Mispo terus menunggu sembari duduk. Raut mukanya datar. Tak juga ia banyak berbicara, pun kepada kuasa hukum.
Sekitar pukul 16.00 WIB, barulah petugas memberikan perintah agar Mispo, penerjemah, serta kuasa hukum untuk masuk ke ruang persidangan.
Tak lama Mispo duduk di kursi pesakitan. Panitera melalui pelantang suara memberitahukan, persidangan dibatalkan.
“Persidangan dibatalkan, majelis hakim sudah pulang,” pernyataan pendek panitera yang membuat Mispo terbengong-bengong.
Mispo kecewa, karena sudah lama menunggu persidangan yang bakal menentukan nasibnya: terpenjara seumur hidup di Indonesia, hukuman mati, atau kembali sebagai orang bebas ke kampung halaman.
Sudah lama dia meninggalkan tanah Papua. Lebih dari setahun tidak bersua sang bunda. Selama itu pula mereka sama-sama tidak mengetahui nasib masing-masing. Ibu tak tahu Mispo dibawa ke Jakarta sebagai tahanan.
“Sidang akan dijadwalkan ulang Selasa (3/3) pekan depan,” begitu keterangan panitera.

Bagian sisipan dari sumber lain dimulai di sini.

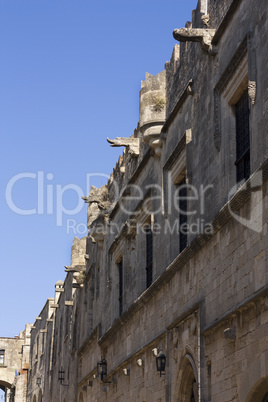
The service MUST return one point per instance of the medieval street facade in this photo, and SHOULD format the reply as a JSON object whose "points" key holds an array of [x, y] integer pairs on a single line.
{"points": [[166, 299]]}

Sidang yang ditunggu-tunggu Mispo itu beragendakan menjelaskan hasil uji forensik gigi untuk mengetahui usianya.
Warga Distrik Yugi, Kabupaten Nduga, Papua ini ditangkap atas tuduhan terlibat saat peristiwa pembunuhan pekerja PT Istaka Karya di area proyek Jalan Trans Papua, 2 Desember 2018.
Mispo dituduh anggota Tentara Pembebasan Nasional Papua Barat—sayap militer Organisasi Papua Merdeka, yang melakukan penyerangan di area tersebut karena diduga para pekerja adalah anggota zeni militer.

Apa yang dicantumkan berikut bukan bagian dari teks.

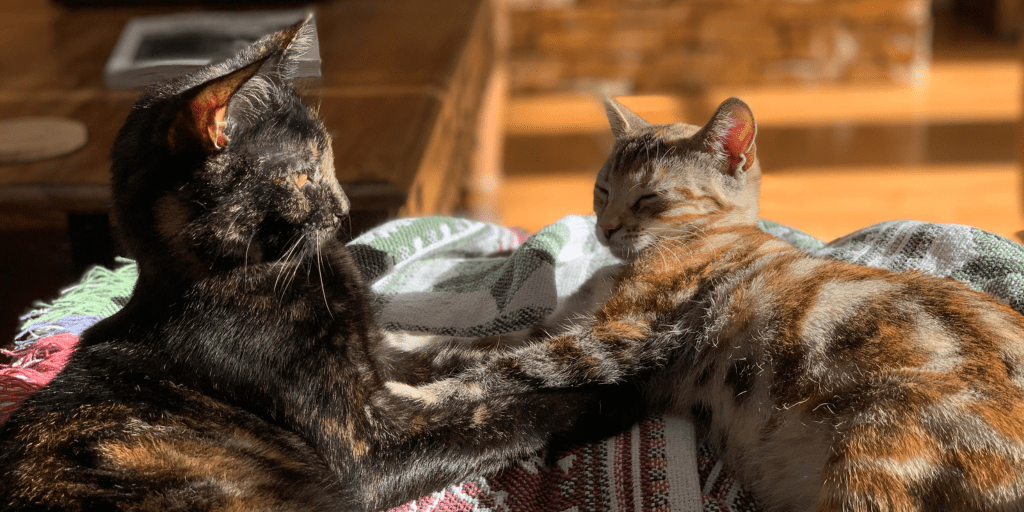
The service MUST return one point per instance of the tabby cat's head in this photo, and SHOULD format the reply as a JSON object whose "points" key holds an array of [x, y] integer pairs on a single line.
{"points": [[676, 179], [226, 166]]}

Belakangan, tim kuasa hukum menemukan bukti Mispo saat peristiwa itu baru berusia 14 tahun, sehingga seharusnya tak bisa diadili. Lagi pula, bukti lain menunjukkan Mispo tak ada di lokasi saat kejadian.
Mispo tidak bisa berbahasa Indonesia. Dia buta huruf, karena tak pernah bersekolah. Adalah Diaz Gwijangge, yang setelah kasus itu diserahkan polisi ke kejaksaan, menjadi penerjemah bagi Mispo.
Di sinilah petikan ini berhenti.